God is not distant. He is very, very busy.
Are you discouraged and depressed? Are you worn out, beaten down, out of gas, frustrated, cynical, or angry? Follow the example of the Psalmist: remember God. Remember who God is and what he has promised to do in your life. When the Psalmist was discouraged, he told his soul to get it together:
Why are you cast down, O my soul, and why are you in turmoil within me? Hope in God; for I shall again praise him, my salvation and my God.
It’s as if the Psalmist is saying to himself, “Why are you so discouraged? You know the living God who works incredible deeds on behalf of his people. You know the God who split the Red Sea and spoke the universe into existence. Put your hope in him and quit being such a panty waist!”
Are you discouraged because you’re still single after all these years? Hope in God! Are your kids sucking the life out of you to the point where you want to send them to boarding school? Hope in God! Are you pastoring a church full of critical people who are never satisfied with you? Hope in God! Is your budget stretched too thin, like bread scraped over too much butter? Hope in God.

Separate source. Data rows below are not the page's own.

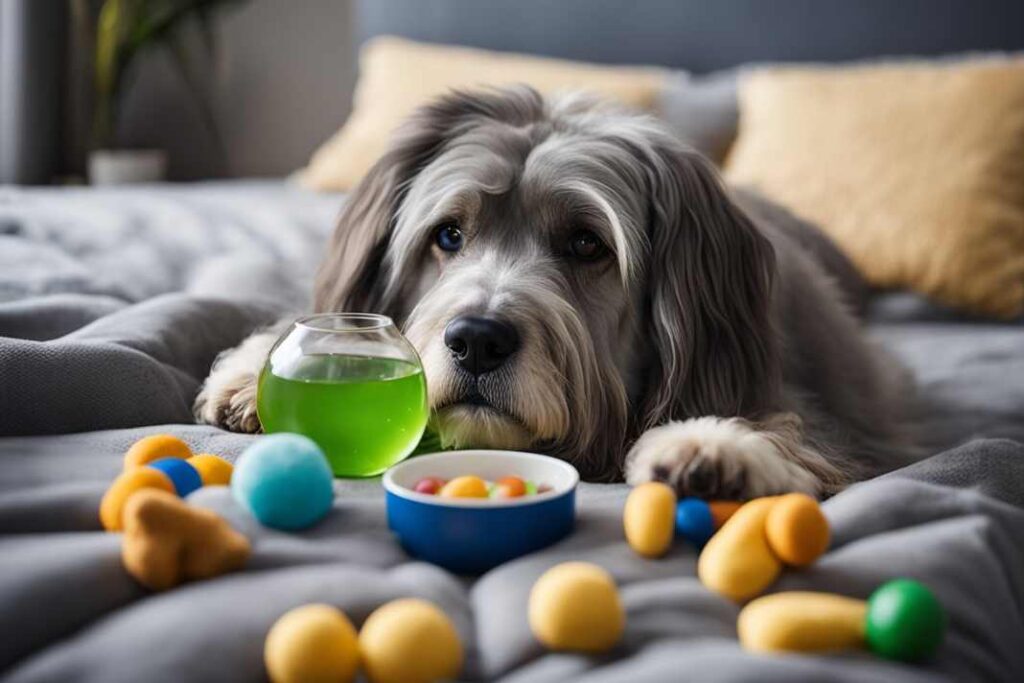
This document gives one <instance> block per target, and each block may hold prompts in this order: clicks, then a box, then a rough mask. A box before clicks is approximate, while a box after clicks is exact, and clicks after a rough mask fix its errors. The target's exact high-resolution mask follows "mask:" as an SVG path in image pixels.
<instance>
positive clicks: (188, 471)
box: [146, 458, 203, 498]
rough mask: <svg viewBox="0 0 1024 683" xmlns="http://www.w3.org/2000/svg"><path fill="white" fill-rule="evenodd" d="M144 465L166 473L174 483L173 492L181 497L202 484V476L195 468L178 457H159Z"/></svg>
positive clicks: (201, 485)
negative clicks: (158, 459)
mask: <svg viewBox="0 0 1024 683" xmlns="http://www.w3.org/2000/svg"><path fill="white" fill-rule="evenodd" d="M146 467H152V468H153V469H155V470H160V471H161V472H163V473H164V474H166V475H167V476H168V478H170V480H171V482H172V483H173V484H174V490H175V493H177V495H178V496H180V497H181V498H184V497H185V496H187V495H188V494H190V493H193V492H194V490H196V489H197V488H199V487H201V486H202V485H203V477H201V476H200V474H199V472H198V471H197V470H196V468H195V467H193V466H191V465H189V464H188V463H186V462H185V461H183V460H181V459H180V458H161V459H160V460H155V461H153V462H152V463H148V464H147V465H146Z"/></svg>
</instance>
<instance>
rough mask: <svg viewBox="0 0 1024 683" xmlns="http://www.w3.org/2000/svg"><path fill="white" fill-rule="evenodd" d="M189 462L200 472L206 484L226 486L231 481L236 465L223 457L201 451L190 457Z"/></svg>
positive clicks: (200, 475) (210, 484) (202, 478)
mask: <svg viewBox="0 0 1024 683" xmlns="http://www.w3.org/2000/svg"><path fill="white" fill-rule="evenodd" d="M188 464H189V465H191V466H193V467H195V468H196V471H197V472H199V475H200V477H201V478H202V479H203V485H204V486H226V485H228V484H229V483H231V473H232V472H234V466H233V465H231V464H230V463H229V462H227V461H226V460H224V459H223V458H220V457H218V456H214V455H211V454H209V453H201V454H200V455H198V456H193V457H191V458H189V459H188Z"/></svg>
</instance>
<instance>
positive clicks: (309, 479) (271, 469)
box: [231, 433, 334, 531]
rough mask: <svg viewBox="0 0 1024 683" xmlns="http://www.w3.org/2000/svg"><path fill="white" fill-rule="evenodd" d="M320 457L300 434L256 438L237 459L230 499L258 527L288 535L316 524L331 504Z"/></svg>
mask: <svg viewBox="0 0 1024 683" xmlns="http://www.w3.org/2000/svg"><path fill="white" fill-rule="evenodd" d="M333 481H334V476H333V475H332V474H331V467H330V466H329V465H328V462H327V458H326V457H325V456H324V452H323V451H321V447H319V446H318V445H316V443H315V442H314V441H313V440H312V439H310V438H307V437H305V436H302V435H300V434H284V433H282V434H270V435H268V436H263V437H261V438H259V439H258V440H257V441H256V442H255V443H253V444H252V445H250V446H249V447H248V449H246V450H245V452H244V453H243V454H242V457H240V458H239V461H238V463H236V465H234V473H233V474H232V475H231V495H232V496H234V500H236V501H238V502H239V504H240V505H242V506H243V507H245V508H246V509H247V510H249V512H250V513H252V515H253V516H254V517H256V519H258V520H259V522H260V523H261V524H263V525H264V526H272V527H273V528H280V529H285V530H289V531H294V530H297V529H302V528H306V527H307V526H311V525H312V524H314V523H316V522H317V521H319V520H321V519H322V518H323V517H324V515H326V514H327V513H328V511H329V510H330V509H331V504H332V502H333V501H334V486H333Z"/></svg>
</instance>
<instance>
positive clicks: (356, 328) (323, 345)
mask: <svg viewBox="0 0 1024 683" xmlns="http://www.w3.org/2000/svg"><path fill="white" fill-rule="evenodd" d="M378 317H382V316H378ZM365 318H370V319H365ZM375 319H376V318H373V317H372V316H370V315H358V314H336V315H321V316H310V317H308V318H302V319H300V321H299V322H297V323H296V326H295V327H294V328H293V331H292V332H291V333H289V335H286V336H285V337H283V338H282V339H281V340H280V341H279V343H278V346H275V348H274V350H273V351H271V353H270V357H269V358H268V360H267V362H266V365H265V366H264V367H263V371H262V373H261V374H260V378H259V385H258V388H257V399H256V405H257V412H258V415H259V420H260V423H261V424H262V425H263V430H264V431H265V432H267V433H272V432H296V433H299V434H304V435H306V436H308V437H309V438H311V439H313V440H314V441H316V443H317V444H319V446H321V447H322V449H323V450H324V453H325V454H326V455H327V458H328V460H329V461H330V463H331V468H332V470H333V471H334V473H335V474H336V475H337V476H343V477H364V476H374V475H377V474H380V473H381V472H383V471H384V470H386V469H387V468H388V467H390V466H391V465H394V464H395V463H397V462H399V461H401V460H403V459H404V458H407V457H408V456H409V455H410V454H412V453H413V452H414V451H415V450H416V446H417V444H418V443H419V442H420V437H421V436H423V432H424V429H425V428H426V424H427V418H428V414H429V412H428V404H427V384H426V379H425V378H424V375H423V369H422V367H421V366H420V364H419V358H418V357H417V356H416V353H415V351H413V350H412V347H410V346H408V343H407V342H404V340H403V339H402V338H401V337H400V335H398V333H397V332H396V331H395V330H394V329H393V326H392V324H391V322H390V321H389V319H387V318H382V319H383V321H385V322H386V324H385V323H381V324H379V326H378V327H374V326H375V325H378V324H377V323H375ZM360 326H362V327H360ZM380 326H384V327H380ZM368 339H369V341H368ZM395 339H398V340H399V341H395ZM368 344H369V345H370V348H380V349H381V350H385V351H392V352H395V349H399V350H401V349H402V348H406V350H404V351H403V352H402V353H400V355H403V357H385V356H377V355H369V354H359V353H355V352H353V353H346V352H344V350H346V349H348V348H353V349H354V348H359V347H360V345H361V348H367V347H368V346H367V345H368ZM374 345H376V347H375V346H374ZM325 349H331V350H334V349H338V350H339V351H342V352H324V350H325ZM396 354H397V352H396ZM403 358H408V359H403Z"/></svg>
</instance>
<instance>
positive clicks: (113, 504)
mask: <svg viewBox="0 0 1024 683" xmlns="http://www.w3.org/2000/svg"><path fill="white" fill-rule="evenodd" d="M143 488H159V489H161V490H166V492H167V493H168V494H174V495H175V496H177V493H176V492H175V489H174V482H173V481H171V478H170V477H169V476H167V475H166V474H164V473H163V472H161V471H160V470H158V469H155V468H153V467H136V468H133V469H130V470H128V471H127V472H122V473H121V476H119V477H118V478H117V479H115V480H114V483H113V484H111V487H110V488H108V489H106V494H105V495H104V496H103V500H102V501H100V503H99V521H100V522H101V523H102V525H103V528H105V529H106V530H108V531H121V530H123V529H124V522H123V520H122V518H121V517H122V514H121V513H122V512H123V510H124V507H125V502H127V501H128V498H129V497H130V496H131V495H132V494H134V493H135V492H138V490H142V489H143Z"/></svg>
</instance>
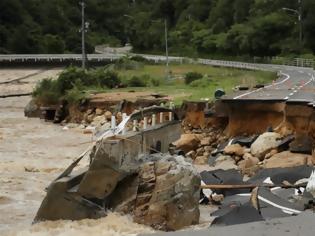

This is not a simplistic, reductionist solution. This is not just Christian talk. This is our lifeline in a dark and depressing world.
If there is no God, we have every right to live a depressed and discouraged life. But there is a God, and he is our God.
As Charles Spurgeon said:
I am the subject of depression so fearful that I hope none of you ever get to such extremes of wretchedness as I go to. But I always get back again by this—I know that I trust Christ. I have no reliance but in him, and if he falls, I shall fall with him. But if he does not, I shall not. Because he lives, I shall live also, and I spring to my legs again and fight with my depressions of spirit and get the victory through it. And so may you do, and so you must, for there is no other way of escaping from it.